5. Enfin, aux termes du 1 de l’article L. 262 du livre des procédures fiscales : « Les créances dont les comptables publics sont chargés du recouvrement peuvent faire l’objet d’une saisie administrative à tiers détenteur notifiée aux dépositaires, détenteurs ou débiteurs de sommes appartenant ou devant revenir aux redevables (…) L’avis de saisie administrative à tiers détenteur emporte l’effet d’attribution immédiate prévu à l’article L. 211-2 du code des procédures civiles d’exécution. Les dispositions des articles L. 162-1 et L. 162-2 de ce code sont applicables (…) ». Il résulte de ces dispositions que l’effet d’une saisie administrative à tiers détenteur s’exerce et s’épuise dès sa notification au tiers détenteur, quelles que soient les conditions dans lesquelles les sommes détenues par le tiers sont ensuite effectivement versées.

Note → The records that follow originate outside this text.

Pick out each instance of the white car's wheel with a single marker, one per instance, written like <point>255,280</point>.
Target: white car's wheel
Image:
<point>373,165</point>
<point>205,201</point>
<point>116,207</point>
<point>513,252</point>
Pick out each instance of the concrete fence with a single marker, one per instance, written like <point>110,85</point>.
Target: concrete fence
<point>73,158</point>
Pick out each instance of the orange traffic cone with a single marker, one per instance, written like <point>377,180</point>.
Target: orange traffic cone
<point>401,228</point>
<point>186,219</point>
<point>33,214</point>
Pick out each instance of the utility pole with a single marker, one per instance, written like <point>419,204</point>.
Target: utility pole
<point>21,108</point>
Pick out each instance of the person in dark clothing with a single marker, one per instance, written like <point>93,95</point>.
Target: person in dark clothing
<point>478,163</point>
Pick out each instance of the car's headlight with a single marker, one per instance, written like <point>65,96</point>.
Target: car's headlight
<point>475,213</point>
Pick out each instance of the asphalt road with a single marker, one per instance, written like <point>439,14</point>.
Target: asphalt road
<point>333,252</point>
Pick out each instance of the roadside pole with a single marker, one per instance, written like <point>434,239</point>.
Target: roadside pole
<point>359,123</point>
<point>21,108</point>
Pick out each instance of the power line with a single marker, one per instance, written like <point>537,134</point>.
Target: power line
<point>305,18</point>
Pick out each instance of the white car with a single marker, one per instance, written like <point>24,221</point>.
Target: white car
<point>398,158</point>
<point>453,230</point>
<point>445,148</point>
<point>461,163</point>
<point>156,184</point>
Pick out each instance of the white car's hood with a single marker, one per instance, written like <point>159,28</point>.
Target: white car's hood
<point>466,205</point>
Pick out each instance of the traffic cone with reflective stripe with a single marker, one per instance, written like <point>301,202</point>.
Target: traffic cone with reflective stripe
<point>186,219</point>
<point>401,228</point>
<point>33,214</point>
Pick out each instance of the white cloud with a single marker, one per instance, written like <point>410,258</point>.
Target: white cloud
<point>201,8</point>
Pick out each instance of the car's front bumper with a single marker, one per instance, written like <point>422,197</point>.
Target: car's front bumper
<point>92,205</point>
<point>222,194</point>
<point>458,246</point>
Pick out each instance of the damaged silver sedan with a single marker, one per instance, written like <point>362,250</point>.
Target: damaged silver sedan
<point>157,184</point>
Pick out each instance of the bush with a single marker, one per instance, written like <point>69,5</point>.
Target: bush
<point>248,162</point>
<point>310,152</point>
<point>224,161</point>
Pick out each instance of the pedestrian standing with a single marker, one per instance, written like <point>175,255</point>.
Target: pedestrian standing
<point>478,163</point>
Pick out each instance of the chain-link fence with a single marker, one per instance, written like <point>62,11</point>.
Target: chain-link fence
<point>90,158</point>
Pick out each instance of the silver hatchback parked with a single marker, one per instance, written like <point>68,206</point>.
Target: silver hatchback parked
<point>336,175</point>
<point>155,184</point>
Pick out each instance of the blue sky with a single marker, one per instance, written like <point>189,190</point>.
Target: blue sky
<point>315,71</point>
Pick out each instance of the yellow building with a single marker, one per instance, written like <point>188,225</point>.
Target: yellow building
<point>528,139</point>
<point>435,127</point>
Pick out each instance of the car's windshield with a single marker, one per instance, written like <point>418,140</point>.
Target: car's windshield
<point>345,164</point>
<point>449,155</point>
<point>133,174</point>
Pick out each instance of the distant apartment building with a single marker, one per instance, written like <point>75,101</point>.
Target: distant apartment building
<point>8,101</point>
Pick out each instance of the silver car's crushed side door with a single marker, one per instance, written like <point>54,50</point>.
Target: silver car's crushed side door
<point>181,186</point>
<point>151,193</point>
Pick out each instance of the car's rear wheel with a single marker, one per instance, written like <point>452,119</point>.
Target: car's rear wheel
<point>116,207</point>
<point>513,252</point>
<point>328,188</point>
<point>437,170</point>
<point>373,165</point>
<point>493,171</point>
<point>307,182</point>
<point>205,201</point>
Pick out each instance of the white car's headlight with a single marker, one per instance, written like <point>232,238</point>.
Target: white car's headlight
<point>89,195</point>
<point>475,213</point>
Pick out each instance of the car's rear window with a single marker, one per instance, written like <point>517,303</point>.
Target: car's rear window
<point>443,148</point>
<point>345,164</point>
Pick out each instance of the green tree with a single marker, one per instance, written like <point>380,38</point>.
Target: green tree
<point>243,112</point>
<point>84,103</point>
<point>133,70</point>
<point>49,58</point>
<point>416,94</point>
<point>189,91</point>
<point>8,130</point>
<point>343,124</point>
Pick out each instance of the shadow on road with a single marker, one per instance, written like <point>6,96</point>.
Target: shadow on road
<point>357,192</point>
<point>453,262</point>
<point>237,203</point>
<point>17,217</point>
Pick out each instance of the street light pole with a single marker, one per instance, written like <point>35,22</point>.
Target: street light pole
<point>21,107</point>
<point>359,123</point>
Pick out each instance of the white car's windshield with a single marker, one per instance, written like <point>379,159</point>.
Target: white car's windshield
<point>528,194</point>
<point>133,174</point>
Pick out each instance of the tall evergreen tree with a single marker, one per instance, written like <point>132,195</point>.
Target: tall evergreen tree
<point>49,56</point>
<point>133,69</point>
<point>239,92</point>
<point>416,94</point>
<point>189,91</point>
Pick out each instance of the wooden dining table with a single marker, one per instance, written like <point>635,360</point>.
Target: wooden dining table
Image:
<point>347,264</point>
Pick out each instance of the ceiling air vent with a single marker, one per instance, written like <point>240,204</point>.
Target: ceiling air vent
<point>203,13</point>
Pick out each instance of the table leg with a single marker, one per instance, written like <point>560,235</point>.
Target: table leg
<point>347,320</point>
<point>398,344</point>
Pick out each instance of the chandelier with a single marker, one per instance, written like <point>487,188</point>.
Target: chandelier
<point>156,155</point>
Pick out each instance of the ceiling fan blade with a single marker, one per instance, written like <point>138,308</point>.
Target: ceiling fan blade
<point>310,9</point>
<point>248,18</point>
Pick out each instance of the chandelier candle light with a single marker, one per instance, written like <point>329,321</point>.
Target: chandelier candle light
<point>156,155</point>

Sur les conclusions à fin de suspension de l’exécution de la mise en demeure de payer la somme de 45 650 euros en date du 23 janvier 2026 et de la décision du 13 mars 2026 rejetant l’opposition à poursuite :
6. En l’état de l’instruction, aucun des moyens susvisés n’est de nature à faire naître un doute sérieux quant à la légalité des décisions en litige.
Sur les conclusions à fin de suspension de la saisie administrative à tiers détenteur du 23 février 2026 :
7. Eu égard à l’effet d’attribution qui s’y attache, la saisie administrative à tiers détenteur du 23 février 2026 avait produit tous ses effets avant l’introduction de la requête du requérant, le 19 mars 2026, sans qu’il y ait lieu de rechercher si le tiers détenteur avait effectivement versé les sommes visées par cet acte. En conséquence, les conclusions à fin de suspension de la saisie administrative à tiers détenteur présentées par la société AIM NEFS sont sans objet et par suite, irrecevables.
8. Il résulte de ce qui précède que, sans qu’il soit besoin d’examiner la condition tenant à l’urgence, la requête de la société AIM NEFS doit être rejetée en toutes ses conclusions, y compris celles présentées au titre de l’article L. 761-1 du code de justice administrative.
O R D O N N E :
Article 1er : La requête de la société AIM NEFS est rejetée.
Article 2 : La présente ordonnance sera notifiée à la société AIM NEFS et au directeur départemental des finances publiques de l’Essonne.
Fait à Versailles, le 8 avril 2026.
La juge des référés,
C. Mathou
La République mande et ordonne au ministre de l’économie, des finances et de la souveraineté industrielle, énergétique et numérique en ce qui le concerne ou à tous commissaires de justice à ce requis en ce qui concerne les voies de droit commun, contre les parties privées, de pourvoir à l’exécution de la présente décision.